Ecco perché preferisco la città! Marta amava stare all'aria aperta, passare i fine settimana in un B&B a Terminillo quando il lavoro glielo permetteva, portando con sé figlio, nipote e cane che, ogni volta, si riempiva di forasacchi.

Diana detestava gli insetti, i grilli erano il suo incubo da quando, a cinque anni, sempre in uno di quei fantastici giorni di montagna, durante una passeggiata fu letteralmente assalita da almeno dieci grilli che cominciarono a saltare addosso, dalle gambe alle braccia.

Gli echi delle urla, dopo tredici anni, erano ancora udibili, se si tendeva bene l'orecchio.

Si stiracchiò per bene, si pulì gli occhi con le dita e si vestì velocemente, questa volta cedendo a uno degli abiti di Ester, considerando che i propri, amati, normali abiti, dopo gli avvenimenti della giornata precedente, erano ancora a mollo in un secchio di legno. Con quel freddo e umidità, probabilmente si sarebbero asciugati per capodanno, all'inizio dell'anno duemilamai.

Tolse la scomodissima camicia da notte troppo lunga per lei, essendo più bassa di Ester di almeno una decina di centimetri e mise una sorta di sottana dal tessuto ruvido che toccò il pavimento, sopra l'abito che l'amica le aveva mostrato la sera precedente, di lana marrone, calze lunghe fino al ginocchio forse un po' troppo larghe e le scarpe, per fortuna, erano le proprie, uniche superstiti che le fecero guadagnare almeno un paio di centimetri.

Meglio di niente.

Uscì dalla camera e un dolce odore di mele cotte la raggiunse, poi la voce della signora Artemisia di cui però non comprese le parole.

Lentamente scese, facendo attenzione a non rendere il proprio accompagnamento musicale gli scricchiolii del legno su cui poggiava i piedi. Odiava quel suono, era così sinistro!

Raggiunse l'ingresso: a sinistra lo studio della signora e il salotto, a destra la cucina e una stanza che prima di quel momento aveva sempre avuto la porta chiusa. Da lì, entrava una bella luce naturale e si sentivano dei passi che, avvicinandosi sempre di più alla porta in questione, mostrarono l'anziana che per una frazione si congelò alla vista di Diana.

-Buongiorno- salutò la ragazza, muovendosi in avanti di qualche passo. La diretta interessata le rivolse un sorriso e ricambiò il saluto.

-Ti abbiamo svegliata noi? Stiamo tirando fuori le cose...

-Nonna? Non trovo le candele nuove!- La voce del fratello di Ester di cui Diana non ricordava il nome.

-Adesso arrivo- si rivolse di nuovo a Diana- vuoi del latte caldo o una tisana? Ho preparato dei tortini di mele.

Diana accennò un sorriso e avanzò ancora - Una tisana, grazie. Se ha da fare posso farmela da sola.

-Ne preparo un po' per tutti, vieni in cucina per prendere un tortino, poi se ne avrai voglia potrai aiutarci a sistemare di là.

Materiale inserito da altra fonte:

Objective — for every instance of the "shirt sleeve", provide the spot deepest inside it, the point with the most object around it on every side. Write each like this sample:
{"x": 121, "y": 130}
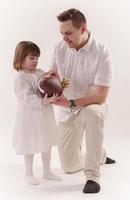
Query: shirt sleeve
{"x": 104, "y": 73}
{"x": 53, "y": 64}
{"x": 25, "y": 93}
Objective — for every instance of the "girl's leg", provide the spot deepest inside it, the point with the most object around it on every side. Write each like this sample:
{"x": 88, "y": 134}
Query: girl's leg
{"x": 46, "y": 160}
{"x": 30, "y": 179}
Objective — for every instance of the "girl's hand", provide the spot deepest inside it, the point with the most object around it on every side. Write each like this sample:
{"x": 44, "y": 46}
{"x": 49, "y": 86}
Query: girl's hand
{"x": 50, "y": 73}
{"x": 65, "y": 83}
{"x": 52, "y": 99}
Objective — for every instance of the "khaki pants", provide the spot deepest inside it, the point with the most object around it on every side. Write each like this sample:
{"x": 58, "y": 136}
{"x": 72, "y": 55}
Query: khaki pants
{"x": 89, "y": 120}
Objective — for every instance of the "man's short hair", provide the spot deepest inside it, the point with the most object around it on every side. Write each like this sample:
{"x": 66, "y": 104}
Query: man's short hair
{"x": 73, "y": 14}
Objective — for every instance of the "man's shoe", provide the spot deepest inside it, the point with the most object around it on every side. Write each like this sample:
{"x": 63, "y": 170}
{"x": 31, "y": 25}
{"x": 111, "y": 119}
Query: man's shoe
{"x": 91, "y": 187}
{"x": 110, "y": 161}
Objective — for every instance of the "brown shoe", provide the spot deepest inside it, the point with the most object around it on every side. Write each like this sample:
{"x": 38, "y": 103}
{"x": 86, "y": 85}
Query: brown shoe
{"x": 91, "y": 187}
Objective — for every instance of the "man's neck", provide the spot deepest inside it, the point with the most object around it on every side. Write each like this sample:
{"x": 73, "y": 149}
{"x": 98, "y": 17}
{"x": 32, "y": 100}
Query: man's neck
{"x": 84, "y": 41}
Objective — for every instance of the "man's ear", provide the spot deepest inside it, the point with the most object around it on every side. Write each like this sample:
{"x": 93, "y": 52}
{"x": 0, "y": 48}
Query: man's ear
{"x": 84, "y": 28}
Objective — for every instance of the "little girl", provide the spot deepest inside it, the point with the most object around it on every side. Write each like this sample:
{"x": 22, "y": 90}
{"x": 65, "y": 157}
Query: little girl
{"x": 35, "y": 128}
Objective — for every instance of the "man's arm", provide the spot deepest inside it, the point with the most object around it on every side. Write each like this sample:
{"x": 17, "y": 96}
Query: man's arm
{"x": 97, "y": 95}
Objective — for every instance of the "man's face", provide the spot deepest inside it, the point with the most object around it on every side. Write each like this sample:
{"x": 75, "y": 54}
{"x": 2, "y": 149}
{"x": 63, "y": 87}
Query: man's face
{"x": 71, "y": 35}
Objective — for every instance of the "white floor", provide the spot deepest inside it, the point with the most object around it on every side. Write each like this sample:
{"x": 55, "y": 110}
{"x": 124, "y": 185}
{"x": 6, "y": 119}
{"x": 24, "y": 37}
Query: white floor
{"x": 114, "y": 181}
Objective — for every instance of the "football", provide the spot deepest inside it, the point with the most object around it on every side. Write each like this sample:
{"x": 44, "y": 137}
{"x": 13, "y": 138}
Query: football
{"x": 50, "y": 85}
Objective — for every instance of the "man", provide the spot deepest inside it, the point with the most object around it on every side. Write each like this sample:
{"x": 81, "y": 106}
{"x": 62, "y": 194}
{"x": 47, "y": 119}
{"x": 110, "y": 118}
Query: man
{"x": 83, "y": 109}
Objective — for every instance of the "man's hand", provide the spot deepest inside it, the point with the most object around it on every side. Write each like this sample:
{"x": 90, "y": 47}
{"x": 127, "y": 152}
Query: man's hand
{"x": 47, "y": 100}
{"x": 62, "y": 101}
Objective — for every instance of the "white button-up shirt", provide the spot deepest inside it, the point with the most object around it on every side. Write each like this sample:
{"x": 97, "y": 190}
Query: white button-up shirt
{"x": 91, "y": 65}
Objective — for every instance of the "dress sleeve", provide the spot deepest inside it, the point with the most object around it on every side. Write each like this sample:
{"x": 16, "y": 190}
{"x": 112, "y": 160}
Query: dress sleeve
{"x": 25, "y": 93}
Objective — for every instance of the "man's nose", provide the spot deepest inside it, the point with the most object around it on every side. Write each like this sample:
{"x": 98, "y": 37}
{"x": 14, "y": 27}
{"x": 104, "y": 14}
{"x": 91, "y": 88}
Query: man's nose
{"x": 65, "y": 38}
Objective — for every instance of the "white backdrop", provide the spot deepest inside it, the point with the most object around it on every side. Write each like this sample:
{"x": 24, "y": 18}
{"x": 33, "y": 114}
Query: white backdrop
{"x": 35, "y": 20}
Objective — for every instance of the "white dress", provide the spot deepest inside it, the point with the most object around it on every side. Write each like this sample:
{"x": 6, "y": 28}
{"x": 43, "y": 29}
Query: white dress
{"x": 35, "y": 127}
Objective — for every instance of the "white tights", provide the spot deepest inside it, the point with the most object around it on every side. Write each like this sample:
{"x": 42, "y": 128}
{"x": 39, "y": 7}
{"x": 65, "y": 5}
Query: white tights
{"x": 47, "y": 174}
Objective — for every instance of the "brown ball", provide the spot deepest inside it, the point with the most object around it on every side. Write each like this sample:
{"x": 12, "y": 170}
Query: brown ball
{"x": 50, "y": 85}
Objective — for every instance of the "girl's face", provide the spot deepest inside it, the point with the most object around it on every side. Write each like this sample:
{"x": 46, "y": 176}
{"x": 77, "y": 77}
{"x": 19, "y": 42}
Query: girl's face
{"x": 30, "y": 63}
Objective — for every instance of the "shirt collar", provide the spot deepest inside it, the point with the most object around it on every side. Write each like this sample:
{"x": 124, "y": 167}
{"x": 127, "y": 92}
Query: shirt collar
{"x": 86, "y": 47}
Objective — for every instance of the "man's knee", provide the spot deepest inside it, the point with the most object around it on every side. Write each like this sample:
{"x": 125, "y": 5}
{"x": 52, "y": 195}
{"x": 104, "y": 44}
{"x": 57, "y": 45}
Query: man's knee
{"x": 94, "y": 112}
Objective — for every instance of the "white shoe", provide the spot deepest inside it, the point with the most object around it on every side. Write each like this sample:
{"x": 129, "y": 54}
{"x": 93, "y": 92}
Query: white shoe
{"x": 31, "y": 180}
{"x": 52, "y": 176}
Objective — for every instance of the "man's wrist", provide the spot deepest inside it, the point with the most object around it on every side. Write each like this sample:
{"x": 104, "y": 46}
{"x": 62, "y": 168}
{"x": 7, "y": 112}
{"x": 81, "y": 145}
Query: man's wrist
{"x": 72, "y": 104}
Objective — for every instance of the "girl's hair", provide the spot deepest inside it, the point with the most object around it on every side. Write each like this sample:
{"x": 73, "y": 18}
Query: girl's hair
{"x": 23, "y": 49}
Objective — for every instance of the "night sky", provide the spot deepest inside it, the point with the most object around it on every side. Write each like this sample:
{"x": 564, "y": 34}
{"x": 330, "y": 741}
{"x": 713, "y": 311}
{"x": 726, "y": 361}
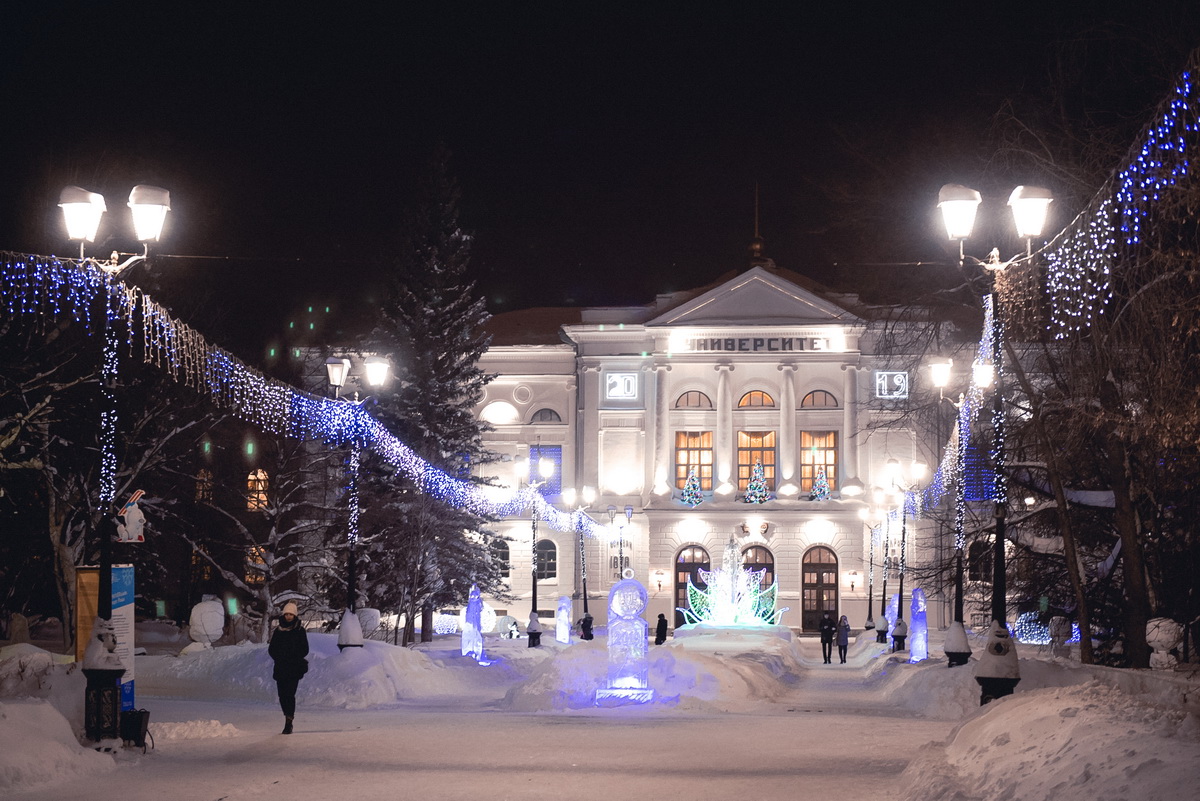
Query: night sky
{"x": 605, "y": 151}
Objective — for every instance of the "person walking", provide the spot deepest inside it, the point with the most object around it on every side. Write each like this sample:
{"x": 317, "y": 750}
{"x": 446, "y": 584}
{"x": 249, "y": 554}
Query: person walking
{"x": 843, "y": 638}
{"x": 828, "y": 628}
{"x": 288, "y": 648}
{"x": 660, "y": 630}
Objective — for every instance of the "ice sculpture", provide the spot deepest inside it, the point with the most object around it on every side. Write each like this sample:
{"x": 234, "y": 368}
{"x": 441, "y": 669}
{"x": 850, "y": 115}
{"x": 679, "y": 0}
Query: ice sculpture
{"x": 628, "y": 667}
{"x": 472, "y": 634}
{"x": 563, "y": 621}
{"x": 918, "y": 630}
{"x": 735, "y": 595}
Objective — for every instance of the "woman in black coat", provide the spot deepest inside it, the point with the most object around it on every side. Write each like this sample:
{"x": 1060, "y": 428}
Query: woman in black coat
{"x": 288, "y": 648}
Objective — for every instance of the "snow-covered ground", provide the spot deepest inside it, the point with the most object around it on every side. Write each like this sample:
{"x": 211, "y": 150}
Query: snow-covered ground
{"x": 733, "y": 715}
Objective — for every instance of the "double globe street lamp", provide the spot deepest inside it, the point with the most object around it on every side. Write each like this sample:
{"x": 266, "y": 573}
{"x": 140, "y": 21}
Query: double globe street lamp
{"x": 999, "y": 670}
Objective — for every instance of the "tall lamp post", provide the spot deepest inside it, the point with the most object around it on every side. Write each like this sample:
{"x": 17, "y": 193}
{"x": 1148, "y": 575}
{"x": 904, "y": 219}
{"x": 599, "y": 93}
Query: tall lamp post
{"x": 1030, "y": 205}
{"x": 82, "y": 211}
{"x": 337, "y": 371}
{"x": 917, "y": 471}
{"x": 545, "y": 470}
{"x": 586, "y": 498}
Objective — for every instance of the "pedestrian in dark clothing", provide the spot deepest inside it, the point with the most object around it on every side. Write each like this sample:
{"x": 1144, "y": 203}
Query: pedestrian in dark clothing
{"x": 660, "y": 631}
{"x": 843, "y": 638}
{"x": 828, "y": 628}
{"x": 288, "y": 648}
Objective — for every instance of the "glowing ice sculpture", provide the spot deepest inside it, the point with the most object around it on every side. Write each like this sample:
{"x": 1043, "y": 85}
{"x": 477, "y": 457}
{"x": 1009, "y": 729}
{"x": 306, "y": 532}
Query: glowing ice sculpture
{"x": 563, "y": 621}
{"x": 472, "y": 634}
{"x": 628, "y": 667}
{"x": 735, "y": 595}
{"x": 918, "y": 630}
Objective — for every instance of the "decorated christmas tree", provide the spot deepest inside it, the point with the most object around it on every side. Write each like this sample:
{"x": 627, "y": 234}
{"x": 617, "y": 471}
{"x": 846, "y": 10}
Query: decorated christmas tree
{"x": 820, "y": 487}
{"x": 691, "y": 491}
{"x": 756, "y": 491}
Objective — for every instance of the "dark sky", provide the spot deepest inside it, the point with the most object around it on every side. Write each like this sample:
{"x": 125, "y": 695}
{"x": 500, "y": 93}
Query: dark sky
{"x": 606, "y": 151}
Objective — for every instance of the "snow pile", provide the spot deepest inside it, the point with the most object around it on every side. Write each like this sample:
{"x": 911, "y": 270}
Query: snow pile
{"x": 192, "y": 730}
{"x": 1074, "y": 742}
{"x": 39, "y": 748}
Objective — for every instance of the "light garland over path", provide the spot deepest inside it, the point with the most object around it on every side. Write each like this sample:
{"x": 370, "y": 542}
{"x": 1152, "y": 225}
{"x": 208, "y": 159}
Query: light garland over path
{"x": 49, "y": 287}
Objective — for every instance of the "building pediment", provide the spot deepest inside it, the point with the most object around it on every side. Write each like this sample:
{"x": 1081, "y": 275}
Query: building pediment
{"x": 756, "y": 297}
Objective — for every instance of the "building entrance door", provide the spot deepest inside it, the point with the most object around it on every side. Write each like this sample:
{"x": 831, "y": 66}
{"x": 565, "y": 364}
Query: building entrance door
{"x": 820, "y": 588}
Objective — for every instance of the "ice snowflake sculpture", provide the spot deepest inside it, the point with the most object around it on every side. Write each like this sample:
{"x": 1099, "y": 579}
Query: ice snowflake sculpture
{"x": 735, "y": 595}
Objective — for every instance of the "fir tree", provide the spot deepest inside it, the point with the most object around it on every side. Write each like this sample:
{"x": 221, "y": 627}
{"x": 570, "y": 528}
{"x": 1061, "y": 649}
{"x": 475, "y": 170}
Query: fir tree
{"x": 820, "y": 487}
{"x": 756, "y": 491}
{"x": 691, "y": 495}
{"x": 423, "y": 552}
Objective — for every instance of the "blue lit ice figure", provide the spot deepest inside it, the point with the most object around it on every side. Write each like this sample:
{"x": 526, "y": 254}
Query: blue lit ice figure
{"x": 628, "y": 667}
{"x": 472, "y": 633}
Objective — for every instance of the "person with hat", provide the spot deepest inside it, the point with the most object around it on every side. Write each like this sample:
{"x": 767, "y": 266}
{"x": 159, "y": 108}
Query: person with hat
{"x": 288, "y": 648}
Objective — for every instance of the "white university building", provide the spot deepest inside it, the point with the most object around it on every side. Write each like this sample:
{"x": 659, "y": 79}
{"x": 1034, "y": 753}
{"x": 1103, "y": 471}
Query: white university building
{"x": 762, "y": 367}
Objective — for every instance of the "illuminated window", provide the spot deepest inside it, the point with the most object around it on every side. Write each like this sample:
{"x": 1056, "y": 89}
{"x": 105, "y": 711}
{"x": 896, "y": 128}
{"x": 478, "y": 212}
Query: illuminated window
{"x": 546, "y": 416}
{"x": 756, "y": 399}
{"x": 819, "y": 450}
{"x": 694, "y": 399}
{"x": 501, "y": 556}
{"x": 694, "y": 451}
{"x": 256, "y": 491}
{"x": 819, "y": 399}
{"x": 256, "y": 565}
{"x": 204, "y": 486}
{"x": 756, "y": 446}
{"x": 757, "y": 558}
{"x": 547, "y": 559}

Diana man mano che camminava non poteva fare a meno che tentare di vedere cosa ci fosse in quella stanza, a parte il ragazzo alla disperata ricerca di candele. Forse un compleanno? Magari il proprio? Al pensiero, un misto di eccitazione e nervoso prese forma alla bocca del proprio stomaco.

-Sistemare cosa?- chiese, in parte speranzosa di aver ragione.

-Yule!- Esclamò entusiasta la signora, entrando in cucina.

-Salute?- Rispose incerta Diana, affacciandosi per una manciata di secondi: vide cose talmente strane, fratello di Ester incluso, che mise da parte ogni pensiero riguardo al suo compleanno e decise di ragionarci su una volta a stomaco pieno.

Quei tortini di mele avevano un profumo molto invitante.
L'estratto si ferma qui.